SpeechRecognitionAgent¶

Overview¶

The SpeechRecognitionAgent in the RAI framework is a specialized agent that performs voice activity detection (VAD), audio recording, and transcription. It integrates tightly with audio input sources and ROS2 messaging, allowing it to serve as a real-time voice interface for robotic systems.

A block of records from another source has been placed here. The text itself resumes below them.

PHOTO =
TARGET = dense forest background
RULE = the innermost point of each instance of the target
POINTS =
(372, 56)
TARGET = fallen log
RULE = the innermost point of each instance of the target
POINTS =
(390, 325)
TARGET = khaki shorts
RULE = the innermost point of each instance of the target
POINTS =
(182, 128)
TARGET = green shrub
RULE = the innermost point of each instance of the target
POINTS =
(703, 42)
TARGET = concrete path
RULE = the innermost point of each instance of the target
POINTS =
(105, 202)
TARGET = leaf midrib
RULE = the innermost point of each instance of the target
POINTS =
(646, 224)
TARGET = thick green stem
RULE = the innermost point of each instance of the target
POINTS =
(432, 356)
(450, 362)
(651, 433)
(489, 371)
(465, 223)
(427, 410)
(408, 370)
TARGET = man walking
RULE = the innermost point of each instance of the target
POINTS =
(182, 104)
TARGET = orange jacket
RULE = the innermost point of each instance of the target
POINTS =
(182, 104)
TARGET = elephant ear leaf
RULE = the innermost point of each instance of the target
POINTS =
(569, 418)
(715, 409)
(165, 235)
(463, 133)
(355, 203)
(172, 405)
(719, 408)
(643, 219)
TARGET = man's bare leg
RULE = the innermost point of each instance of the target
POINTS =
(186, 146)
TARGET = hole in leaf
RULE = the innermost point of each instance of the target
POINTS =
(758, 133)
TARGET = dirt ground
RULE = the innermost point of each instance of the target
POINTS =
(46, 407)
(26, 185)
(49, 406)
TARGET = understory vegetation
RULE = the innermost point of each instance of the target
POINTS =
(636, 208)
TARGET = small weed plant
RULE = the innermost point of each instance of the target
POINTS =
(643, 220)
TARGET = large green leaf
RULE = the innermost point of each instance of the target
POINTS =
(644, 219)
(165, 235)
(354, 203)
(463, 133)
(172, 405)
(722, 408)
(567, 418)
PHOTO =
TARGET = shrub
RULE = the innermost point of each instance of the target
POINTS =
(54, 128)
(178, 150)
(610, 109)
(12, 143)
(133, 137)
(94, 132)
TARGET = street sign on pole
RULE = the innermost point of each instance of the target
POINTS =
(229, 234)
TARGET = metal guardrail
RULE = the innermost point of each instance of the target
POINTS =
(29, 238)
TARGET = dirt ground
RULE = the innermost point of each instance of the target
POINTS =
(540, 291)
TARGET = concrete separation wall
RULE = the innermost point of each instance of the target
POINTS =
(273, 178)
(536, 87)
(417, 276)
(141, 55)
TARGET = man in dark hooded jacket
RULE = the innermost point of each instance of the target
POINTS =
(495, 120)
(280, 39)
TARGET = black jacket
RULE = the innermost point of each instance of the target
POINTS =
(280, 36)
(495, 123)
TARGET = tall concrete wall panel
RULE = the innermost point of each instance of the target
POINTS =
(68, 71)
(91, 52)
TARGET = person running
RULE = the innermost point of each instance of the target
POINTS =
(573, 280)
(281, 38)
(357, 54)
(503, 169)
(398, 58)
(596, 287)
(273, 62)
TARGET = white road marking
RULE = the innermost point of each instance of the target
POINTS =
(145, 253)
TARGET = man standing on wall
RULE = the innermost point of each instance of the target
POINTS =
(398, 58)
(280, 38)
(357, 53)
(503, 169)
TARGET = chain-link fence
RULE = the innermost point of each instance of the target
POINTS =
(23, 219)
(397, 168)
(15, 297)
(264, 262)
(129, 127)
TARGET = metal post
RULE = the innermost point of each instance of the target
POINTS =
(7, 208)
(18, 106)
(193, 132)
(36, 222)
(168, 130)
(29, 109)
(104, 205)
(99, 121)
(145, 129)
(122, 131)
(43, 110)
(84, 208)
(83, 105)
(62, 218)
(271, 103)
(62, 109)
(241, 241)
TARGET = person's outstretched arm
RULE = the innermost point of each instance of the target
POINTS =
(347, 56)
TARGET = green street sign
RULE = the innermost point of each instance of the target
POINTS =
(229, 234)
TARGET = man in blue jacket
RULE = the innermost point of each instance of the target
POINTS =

This agent manages multiple pipelines for detecting when to start and stop recording, performs transcription using configurable models, and broadcasts messages to relevant ROS2 topics.

Class Definition¶

SpeechRecognitionAgent class definition

`rai_s2s.asr.agents.asr_agent.SpeechRecognitionAgent` ¶

Bases: BaseAgent

Agent responsible for voice recognition, transcription, and processing voice activity.

Parameters:

Name	Type	Description	Default
`microphone_config`	`SoundDeviceConfig`	Configuration for the microphone device used for audio input.	required
`ros2_name`	`str`	Name of the ROS2 node.	required
`transcription_model`	`BaseTranscriptionModel`	Model used for transcribing audio input to text.	required
`vad`	`BaseVoiceDetectionModel`	Voice activity detection model used to determine when speech is present.	required
`grace_period`	`float`	Time in seconds to wait before stopping recording after speech ends, by default 1.0.	`1.0`
`logger`	`Optional[Logger]`	Logger instance for logging messages, by default None.	`None`

Source code in rai_s2s/asr/agents/asr_agent.py

class SpeechRecognitionAgent(BaseAgent):
    """
    Agent responsible for voice recognition, transcription, and processing voice activity.

    Parameters
    ----------
    microphone_config : SoundDeviceConfig
        Configuration for the microphone device used for audio input.
    ros2_name : str
        Name of the ROS2 node.
    transcription_model : BaseTranscriptionModel
        Model used for transcribing audio input to text.
    vad : BaseVoiceDetectionModel
        Voice activity detection model used to determine when speech is present.
    grace_period : float, optional
        Time in seconds to wait before stopping recording after speech ends, by default 1.0.
    logger : Optional[logging.Logger], optional
        Logger instance for logging messages, by default None.
    """

    def __init__(
        self,
        microphone_config: SoundDeviceConfig,
        ros2_name: str,
        transcription_model: BaseTranscriptionModel,
        vad: BaseVoiceDetectionModel,
        grace_period: float = 1.0,
        logger: Optional[logging.Logger] = None,
    ):
        if logger is None:
            self.logger = logging.getLogger(__name__)
        else:
            self.logger = logger
        self.microphone = SoundDeviceConnector(
            targets=[], sources=[("microphone", microphone_config)]
        )
        self.ros2_hri_connector = ROS2HRIConnector(ros2_name)
        self.ros2_connector = ROS2Connector(ros2_name + "ari")
        super().__init__()
        self.should_record_pipeline: List[BaseVoiceDetectionModel] = []
        self.should_stop_pipeline: List[BaseVoiceDetectionModel] = []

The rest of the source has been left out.